We can estimate how well the model is performing by comparing the predicted value with the actual value of the metric at each point in time. We will use two metrics: **Mean Absolute Error** (MAE), which estimates the error based on the absolute difference. However, absolute error may not always be suitable as it does not provide a relative perspective based on the actual values. Alternatively, we have **Mean Absolute Percentage Error** (MAPE), which normalizes the error relative to the actual values, offering a better sense of the degree or proportion of deviations.

In [None]:
performance_naive_MAE = mean_absolute_error(df['y'][2016:], df['y_pred_naive'][2016:])
print(f'The MAE for the model is {performance_naive_MAE}')

performance_naive_MAPE = mean_absolute_percentage_error(df['y'][2016:], df['y_pred_naive'][2016:])
print(f'The MAPE for the model is {performance_naive_MAPE}')

In [None]:
sns.lineplot(x=df.index[7000:], y='y', data=df[7000:], color='black')
sns.lineplot(x=df.index[8000:8300], y='y_pred_naive', data=df[8000:8300], color='red')

# Holt Winters

**Approach 2:** The **Holt-Winters** technique, also known as **triple exponential smoothing**, is a forecasting method used for time series data that includes three main components:

1. **Level (L)**: The estimate of the average or baseline value of the time series.
2. **Trend (T)**: The rate of change or direction in which the time series is moving (upward or downward).
3. **Seasonality (S)**: The repeating fluctuations occurring at regular intervals, such as daily, monthly, or yearly patterns.

This model adjusts these three components over time, allowing for more accurate forecasts, especially in time series with seasonality and trends.

The Holt-Winters model has two main versions:
- **Additive**: Used when the magnitude of seasonality is constant over time.
- **Multiplicative**: Used when the magnitude of seasonality changes in proportion to the trend.

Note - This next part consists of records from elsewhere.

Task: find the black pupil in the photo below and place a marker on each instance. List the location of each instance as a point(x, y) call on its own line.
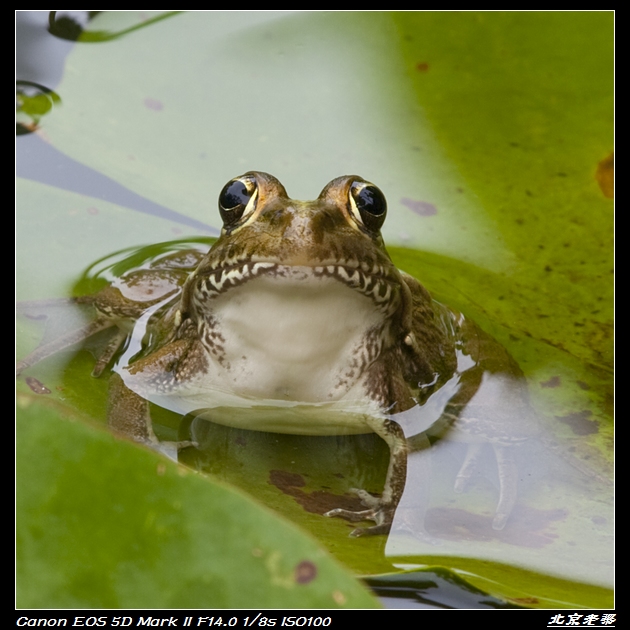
point(234, 194)
point(370, 199)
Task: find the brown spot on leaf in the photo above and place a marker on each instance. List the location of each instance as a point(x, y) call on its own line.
point(554, 381)
point(580, 423)
point(305, 572)
point(423, 208)
point(605, 176)
point(36, 386)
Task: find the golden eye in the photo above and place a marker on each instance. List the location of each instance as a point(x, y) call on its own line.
point(237, 199)
point(368, 205)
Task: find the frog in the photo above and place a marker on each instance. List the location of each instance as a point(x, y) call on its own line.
point(297, 321)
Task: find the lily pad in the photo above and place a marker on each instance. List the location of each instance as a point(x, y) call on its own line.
point(105, 524)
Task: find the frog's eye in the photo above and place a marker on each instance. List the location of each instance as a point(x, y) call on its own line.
point(237, 199)
point(368, 205)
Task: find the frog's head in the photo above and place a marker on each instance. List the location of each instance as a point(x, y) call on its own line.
point(265, 233)
point(298, 283)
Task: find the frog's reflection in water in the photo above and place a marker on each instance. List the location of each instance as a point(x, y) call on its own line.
point(479, 438)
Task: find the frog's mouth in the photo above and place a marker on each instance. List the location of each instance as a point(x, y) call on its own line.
point(372, 280)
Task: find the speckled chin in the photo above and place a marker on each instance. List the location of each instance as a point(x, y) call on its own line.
point(373, 281)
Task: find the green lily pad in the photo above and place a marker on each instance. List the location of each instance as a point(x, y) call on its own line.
point(104, 524)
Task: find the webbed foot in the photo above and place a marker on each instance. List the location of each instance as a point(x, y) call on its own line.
point(379, 510)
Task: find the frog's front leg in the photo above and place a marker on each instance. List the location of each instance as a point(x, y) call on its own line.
point(128, 413)
point(128, 410)
point(381, 510)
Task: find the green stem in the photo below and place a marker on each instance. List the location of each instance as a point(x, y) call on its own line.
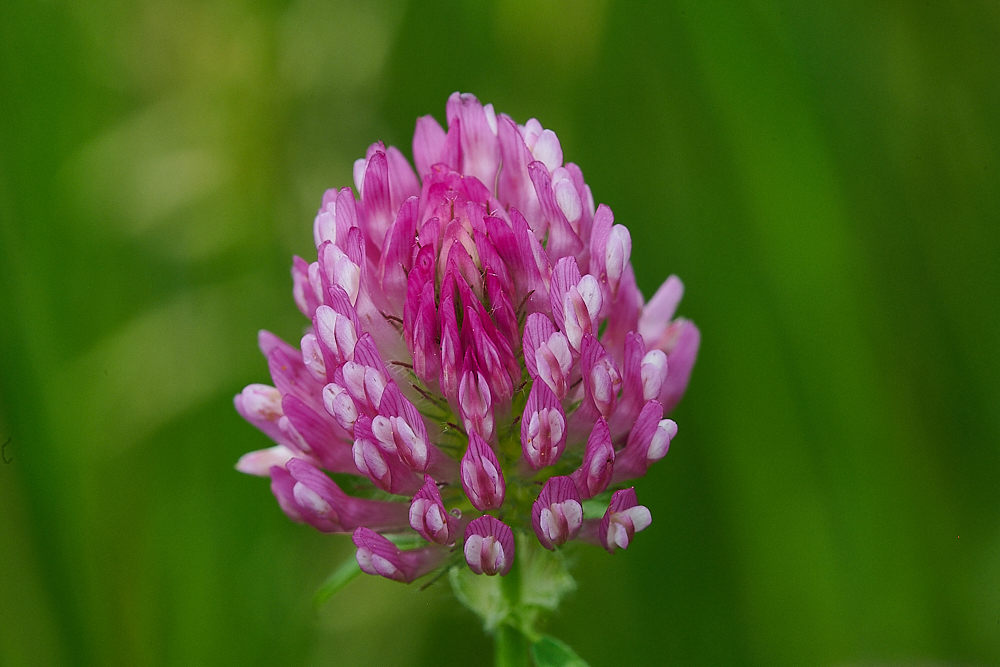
point(511, 647)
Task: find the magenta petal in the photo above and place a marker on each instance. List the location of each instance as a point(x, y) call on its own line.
point(656, 314)
point(489, 546)
point(601, 378)
point(403, 183)
point(476, 405)
point(562, 241)
point(565, 275)
point(647, 443)
point(514, 186)
point(290, 374)
point(397, 254)
point(326, 439)
point(680, 362)
point(632, 398)
point(350, 512)
point(594, 475)
point(537, 330)
point(375, 199)
point(482, 478)
point(428, 144)
point(543, 427)
point(625, 517)
point(480, 148)
point(281, 486)
point(347, 216)
point(429, 517)
point(557, 514)
point(377, 555)
point(303, 291)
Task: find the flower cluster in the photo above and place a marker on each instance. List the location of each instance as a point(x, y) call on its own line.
point(479, 360)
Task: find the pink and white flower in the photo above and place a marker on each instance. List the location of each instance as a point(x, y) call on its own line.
point(472, 324)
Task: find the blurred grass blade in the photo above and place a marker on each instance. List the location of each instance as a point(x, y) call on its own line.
point(550, 652)
point(511, 647)
point(340, 577)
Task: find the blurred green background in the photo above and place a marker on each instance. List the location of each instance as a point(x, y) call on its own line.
point(825, 177)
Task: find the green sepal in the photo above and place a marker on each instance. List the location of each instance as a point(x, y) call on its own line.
point(480, 594)
point(551, 652)
point(534, 587)
point(340, 577)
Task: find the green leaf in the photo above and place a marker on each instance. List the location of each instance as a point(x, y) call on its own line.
point(511, 647)
point(550, 652)
point(482, 595)
point(342, 576)
point(544, 577)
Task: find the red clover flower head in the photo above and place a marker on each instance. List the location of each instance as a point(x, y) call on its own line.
point(479, 356)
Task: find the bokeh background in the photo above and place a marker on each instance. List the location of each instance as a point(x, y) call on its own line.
point(825, 177)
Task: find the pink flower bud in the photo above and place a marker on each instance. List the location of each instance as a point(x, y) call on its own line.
point(616, 255)
point(377, 555)
point(482, 479)
point(260, 462)
point(312, 357)
point(557, 513)
point(429, 517)
point(647, 443)
point(385, 469)
point(338, 402)
point(625, 517)
point(543, 427)
point(489, 546)
point(337, 335)
point(475, 403)
point(594, 475)
point(581, 305)
point(601, 379)
point(653, 373)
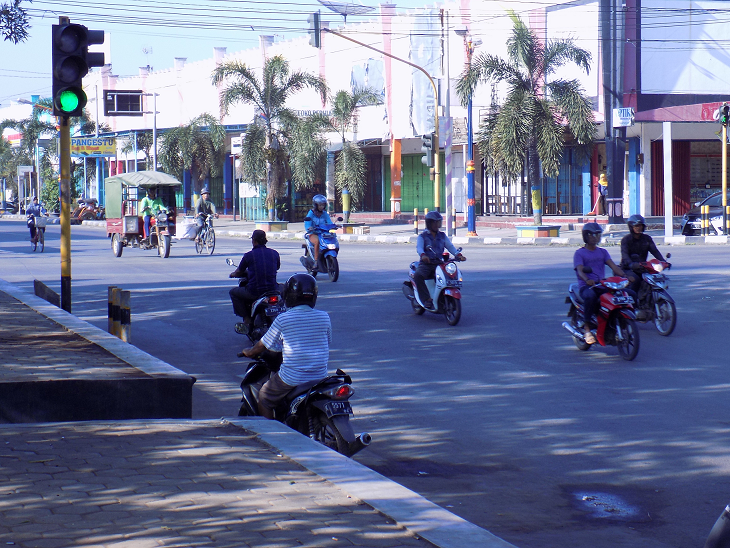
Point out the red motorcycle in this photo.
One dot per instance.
(615, 322)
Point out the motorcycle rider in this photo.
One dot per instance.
(430, 247)
(259, 266)
(149, 206)
(637, 243)
(303, 335)
(37, 210)
(317, 216)
(203, 207)
(590, 255)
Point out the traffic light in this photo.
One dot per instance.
(71, 62)
(315, 34)
(427, 147)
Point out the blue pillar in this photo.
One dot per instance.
(634, 169)
(227, 184)
(187, 189)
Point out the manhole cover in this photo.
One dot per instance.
(606, 506)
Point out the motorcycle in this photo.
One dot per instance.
(654, 299)
(263, 311)
(445, 289)
(329, 247)
(615, 322)
(318, 409)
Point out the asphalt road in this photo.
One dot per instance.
(499, 419)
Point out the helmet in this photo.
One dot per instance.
(592, 228)
(300, 289)
(319, 200)
(635, 220)
(433, 216)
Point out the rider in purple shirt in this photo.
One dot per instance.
(595, 259)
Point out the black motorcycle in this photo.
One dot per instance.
(318, 409)
(263, 311)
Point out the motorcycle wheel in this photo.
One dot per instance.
(327, 434)
(333, 268)
(452, 310)
(163, 247)
(628, 346)
(580, 344)
(117, 245)
(665, 317)
(210, 241)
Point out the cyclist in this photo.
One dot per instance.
(203, 208)
(317, 216)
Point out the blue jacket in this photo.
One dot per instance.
(316, 222)
(438, 243)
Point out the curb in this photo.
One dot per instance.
(407, 508)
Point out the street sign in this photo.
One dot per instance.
(623, 117)
(93, 146)
(123, 102)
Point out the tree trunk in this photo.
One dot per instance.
(533, 179)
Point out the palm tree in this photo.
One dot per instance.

The general Holt-Winters formula involves three equations that update the level, trend, and seasonality at each time step, adjusting the forecasts according to these components.

In [None]:
def holtwin(y_to_train, seasonal_period, predict_date):

    holt = ExponentialSmoothing(y_to_train, seasonal_periods=seasonal_period, trend='add', seasonal='add',use_boxcox=True).fit()
    y_forecast = holt.forecast(predict_date).rename('Additive')
    return y_forecast


We used the observations up to position 8000 to train the model and requested a prediction for the next 300 observations (just over one day). We also informed the model of the identified seasonality, which in this case is seven days (2016 observations).

**Warning: Next task will last around 5 minutes**

In [None]:
y_holtwin_pred = holtwin(df['y'][:8000],2016,300)

In [None]:
performance_holtwint_MAE = mean_absolute_error(df['y'][8000:8300], y_holtwin_pred)
print(f'The MAE for the model is {performance_holtwint_MAE}')
performance_holtwint_MAPE = mean_absolute_percentage_error(df['y'][8000:8300], y_holtwin_pred)
print(f'The MAPE for the model is {performance_holtwint_MAPE}')

In [None]:
sns.lineplot(x=df.index[7000:], y='y', data=df[7000:], color='black')
sns.lineplot(x=df.index[8000:8300], y=y_holtwin_pred, color='red')

We can still observe a quite noisy prediction, likely due to the fact that the anomalies are causing the model to produce this variability in the forecast as well.